Gene therapy is a novel means of anticancer treatment that has led to preliminary positive results in the preclinical setting, as well as in clinical trials; however, successful clinical application of this approach has been hampered by the inability of gene delivery systems to target tumors and to deliver a therapeutic payload to disseminated tumor foci efficiently. Along with viral vector systems, various mammalian cells with tropism for tumor cells have been considered as vehicles for delivery of anticancer therapeutics. The discovery of the inherent tumor-tropic properties of neural stem cells (NSCs) has provided a unique opportunity to develop targeted therapies that use NSCs as a vehicle to track invasive tumor cells and deliver anticancer agents selectively to diseased areas. Many in vivo and in vitro studies have demonstrated that the targeted migration of NSCs to infiltrative brain tumors, including malignant glioma, provides a potential therapeutic approach. In this review, the development of NSCs as targeted carriers for anticancer gene therapy is discussed, and barriers in the path to the clinic, as well as approaches to overcoming such barriers are presented.
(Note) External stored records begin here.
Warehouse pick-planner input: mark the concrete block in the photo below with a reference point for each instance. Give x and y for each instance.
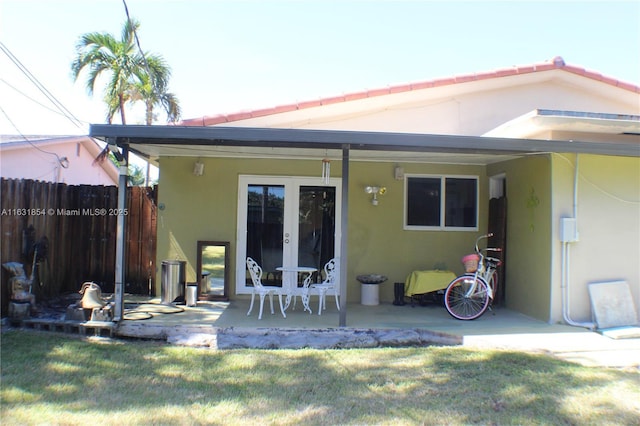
(612, 304)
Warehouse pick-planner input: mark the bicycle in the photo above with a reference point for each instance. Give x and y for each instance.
(468, 296)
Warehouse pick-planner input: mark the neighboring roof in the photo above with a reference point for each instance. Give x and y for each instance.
(556, 64)
(40, 142)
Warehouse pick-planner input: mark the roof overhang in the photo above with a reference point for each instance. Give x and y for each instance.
(153, 142)
(545, 120)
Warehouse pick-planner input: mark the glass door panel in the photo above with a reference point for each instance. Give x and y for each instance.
(265, 228)
(316, 225)
(285, 221)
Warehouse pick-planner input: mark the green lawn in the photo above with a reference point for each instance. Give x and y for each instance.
(49, 378)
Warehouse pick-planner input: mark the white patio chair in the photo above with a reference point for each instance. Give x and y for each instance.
(331, 272)
(256, 277)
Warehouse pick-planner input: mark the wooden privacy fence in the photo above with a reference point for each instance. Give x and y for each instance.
(74, 229)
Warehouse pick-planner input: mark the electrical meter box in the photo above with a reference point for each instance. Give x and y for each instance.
(568, 229)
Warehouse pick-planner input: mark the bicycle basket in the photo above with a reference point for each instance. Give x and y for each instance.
(470, 262)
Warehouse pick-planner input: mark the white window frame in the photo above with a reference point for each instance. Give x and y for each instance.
(443, 200)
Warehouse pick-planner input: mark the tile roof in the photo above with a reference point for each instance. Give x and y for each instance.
(555, 63)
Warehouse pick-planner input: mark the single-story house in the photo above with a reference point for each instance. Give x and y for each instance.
(405, 178)
(58, 159)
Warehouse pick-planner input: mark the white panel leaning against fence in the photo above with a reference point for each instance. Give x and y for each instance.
(256, 277)
(331, 271)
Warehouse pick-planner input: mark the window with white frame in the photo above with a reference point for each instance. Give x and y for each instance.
(441, 202)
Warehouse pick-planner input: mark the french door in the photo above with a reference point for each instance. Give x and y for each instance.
(286, 221)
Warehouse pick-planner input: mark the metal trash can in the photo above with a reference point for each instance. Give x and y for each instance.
(173, 281)
(192, 294)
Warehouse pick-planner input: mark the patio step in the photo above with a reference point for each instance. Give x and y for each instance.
(80, 327)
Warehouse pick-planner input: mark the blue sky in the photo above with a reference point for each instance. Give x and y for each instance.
(228, 56)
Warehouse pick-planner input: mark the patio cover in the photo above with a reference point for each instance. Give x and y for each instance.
(152, 142)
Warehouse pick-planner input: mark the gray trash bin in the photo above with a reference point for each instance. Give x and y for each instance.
(173, 281)
(192, 294)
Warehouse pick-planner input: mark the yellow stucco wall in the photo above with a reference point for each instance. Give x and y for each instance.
(608, 218)
(205, 208)
(528, 256)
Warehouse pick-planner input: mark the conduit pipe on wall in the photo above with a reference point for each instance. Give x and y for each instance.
(565, 260)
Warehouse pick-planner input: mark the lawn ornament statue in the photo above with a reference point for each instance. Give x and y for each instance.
(92, 306)
(22, 301)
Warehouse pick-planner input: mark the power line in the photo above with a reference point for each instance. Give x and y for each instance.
(63, 161)
(41, 87)
(36, 101)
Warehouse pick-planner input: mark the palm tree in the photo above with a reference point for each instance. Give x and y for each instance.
(133, 76)
(152, 90)
(101, 53)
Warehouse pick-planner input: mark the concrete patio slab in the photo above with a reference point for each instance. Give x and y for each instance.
(499, 329)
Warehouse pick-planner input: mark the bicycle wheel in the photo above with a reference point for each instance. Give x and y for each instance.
(462, 305)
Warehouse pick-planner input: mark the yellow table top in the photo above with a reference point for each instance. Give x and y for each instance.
(420, 282)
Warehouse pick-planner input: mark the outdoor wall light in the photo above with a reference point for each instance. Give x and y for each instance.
(198, 168)
(375, 191)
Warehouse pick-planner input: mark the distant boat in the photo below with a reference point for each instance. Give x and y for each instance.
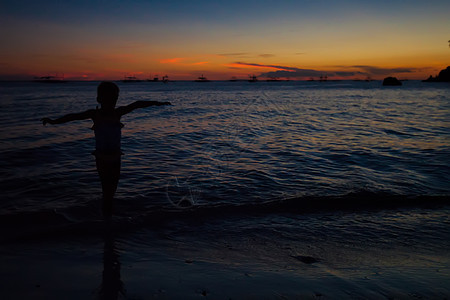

神经干细胞在癌症基因治疗中的应用:预测其临床应用路径。
基因治疗是一种新的抗癌治疗手段,在临床前和临床试验中都取得了初步的积极成果;然而,这种方法的成功临床应用一直受到基因传递系统无法靶向肿瘤和有效地将治疗有效载荷传递到弥散性肿瘤病灶的阻碍。随着病毒载体系统,各种具有肿瘤细胞倾向的哺乳动物细胞被认为是抗癌治疗的载体。神经干细胞(NSCs)固有致瘤特性的发现为开发靶向治疗提供了独特的机会,这种靶向治疗利用NSCs作为追踪侵袭性肿瘤细胞的载体,并选择性地将抗癌药物输送到病变区域。许多体内和体外研究表明,NSCs靶向迁移到浸润性脑肿瘤,包括恶性胶质瘤,提供了一种潜在的治疗方法。本文就NSCs作为抗癌基因治疗的靶向载体的发展进行了综述,并提出了其应用于临床的障碍以及克服这些障碍的方法。
本文章由计算机程序翻译,如有差异,请以英文原文为准。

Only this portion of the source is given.